Ingredients
The following ingredients have 4 Servings
- 4 Pounds Spaghetti Squash (1 Small Squash)
- 1/3 Cup Shredded Parmesan Cheese
- 2 Tablespoons Unsalted Butter
- 1/4 Cup Pesto
- 1/2 Teaspoon Kosher Salt
- 2 Cups Water
- 24 Ounces Jarred Marinara Sauce (Or Homemade Marinara Sauce)
Instruction
- Rinse outside of spaghetti squash and pierce the squash 4 to 6 times with a large kitchen knife.
- Place squash in the bottom of a 6 quart or larger slow cooker with 2 cups of water.
- Cover and cook on LOW for 5 to 6 hours or 3 to 4 hours on HIGH, checking occasionally to make sure the water has not evaporated away. If it has, quickly remove the lid and add a little bit more water.
- Carefully remove squash from slow cooker and place on a cutting board.
- Using a large kitchen knife, cut the squash in half lengthwise and scoop out and discard the seeds with a spoon.
- Shred the flesh of the squash with a fork to create spaghetti-like strands. Discard the rind of the squash.

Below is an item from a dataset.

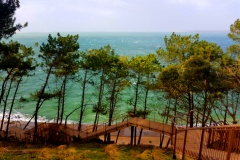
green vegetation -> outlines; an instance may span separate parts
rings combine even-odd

- In a large skillet on the stove-top, melt the butter and then add the shredded squash, Parmesan cheese, pesto and salt. Cook over medium-low heat.
- Stir continuously to prevent burning and to help evaporate some of the excess moisture.
- While the squash is cooking heat up the marinara sauce in a pan on the stove top until bubbling hot.
- Serve squash with marinara sauce spooned over top, garnishing with additional shredded Parmesan cheese if desired.